Reading Note:
La Différence
17 September 2019

¶ How long have been putting off reading Randall Jarrell’s Pictures from an Institution? I know that my antennae, which are hardly ever mistaken, have warned me for years that this “hilarious campus satire” is not as funny as all that. 

I ought to keep a list of supposedly funny books that are not as funny as all that. Lucky Jim would top the list. 

My antennae were not wrong about Jarrell’s comedy. It is clearly the work of a poet, and often cast in a limpid beauty that would have annoyed me when, as a callow youth, I howled with delight at the horrible things, described in exquisite terms, that happened in Evelyn Waugh’s earlier novels. I was a sort of cannibal of humor in those days, stomping with rhythmic appreciation around the kettle in which deserving targets were being fricaseed. There is a moment, toward the end of Pictures from an Institution, in which a young woman, reading “The Juniper Tree,” a tale from the Brothers Grimm, is so persuasively moved to tears that was moved to tears — I’d have hated that when I was twenty. So I suppose I held back on Jarrell until the time was right. 

Pictures from an Institution is one of those books that has its funny moments, some of them — the entire (if short) chapter, “Art Night,” for example — sublimely so. But what I treasure most is the passage about a retired (actually very ancient) lieder singer — a witty woman who is never, not for one second, a target. 

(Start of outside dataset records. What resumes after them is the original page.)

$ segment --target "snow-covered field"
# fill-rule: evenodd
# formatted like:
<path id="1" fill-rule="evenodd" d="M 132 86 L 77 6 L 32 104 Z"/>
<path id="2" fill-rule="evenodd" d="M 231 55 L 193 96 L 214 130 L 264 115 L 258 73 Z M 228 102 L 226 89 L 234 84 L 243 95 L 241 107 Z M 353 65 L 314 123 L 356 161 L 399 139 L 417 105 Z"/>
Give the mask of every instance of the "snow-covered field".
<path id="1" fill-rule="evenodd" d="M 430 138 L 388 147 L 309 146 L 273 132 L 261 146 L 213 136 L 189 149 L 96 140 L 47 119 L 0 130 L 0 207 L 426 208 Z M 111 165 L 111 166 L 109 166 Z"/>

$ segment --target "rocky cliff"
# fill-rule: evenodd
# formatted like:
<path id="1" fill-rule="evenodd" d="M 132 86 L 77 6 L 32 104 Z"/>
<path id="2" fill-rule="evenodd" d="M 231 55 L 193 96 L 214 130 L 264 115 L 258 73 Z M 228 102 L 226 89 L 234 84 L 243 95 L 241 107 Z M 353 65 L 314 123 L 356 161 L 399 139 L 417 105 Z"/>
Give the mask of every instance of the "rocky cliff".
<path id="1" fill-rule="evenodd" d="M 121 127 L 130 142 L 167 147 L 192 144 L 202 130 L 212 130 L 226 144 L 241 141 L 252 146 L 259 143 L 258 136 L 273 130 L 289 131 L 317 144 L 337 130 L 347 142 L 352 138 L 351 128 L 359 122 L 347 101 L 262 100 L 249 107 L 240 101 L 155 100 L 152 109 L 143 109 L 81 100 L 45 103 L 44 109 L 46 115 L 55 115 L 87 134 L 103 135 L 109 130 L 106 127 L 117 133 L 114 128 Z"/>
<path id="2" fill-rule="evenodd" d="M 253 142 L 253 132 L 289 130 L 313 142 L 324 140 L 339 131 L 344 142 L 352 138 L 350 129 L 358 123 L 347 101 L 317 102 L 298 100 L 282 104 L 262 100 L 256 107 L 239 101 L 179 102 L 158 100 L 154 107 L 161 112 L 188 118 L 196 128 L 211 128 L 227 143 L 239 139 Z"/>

When she sang you decided that a singer does after all need a voice to sing, but you did not decide this until several minutes after she had finished singing. Even her breathing was unmistakable, so that her hearers would feel, in senseless pleasure: “Who else in all the world would have thought of breathing there?” She did what she did because there was nothing else possible to do, and when she had done it she did not know what she had done: or so you felt, hearing. this was a delusion, of course; she once talked for half an hour about Lehmann’s, Schiøtz’s and her ways of singing the song from the Dichterliebe that begins, Ich grolle nicht. (164)

By this point in the novel, having spent a good deal of time with the singer and her composer husband, you understand that, while any three singers anywhere might passionately compare performance notes, these three interpreters had taken it for granted that their ways of singing would have met with the approval of Goethe.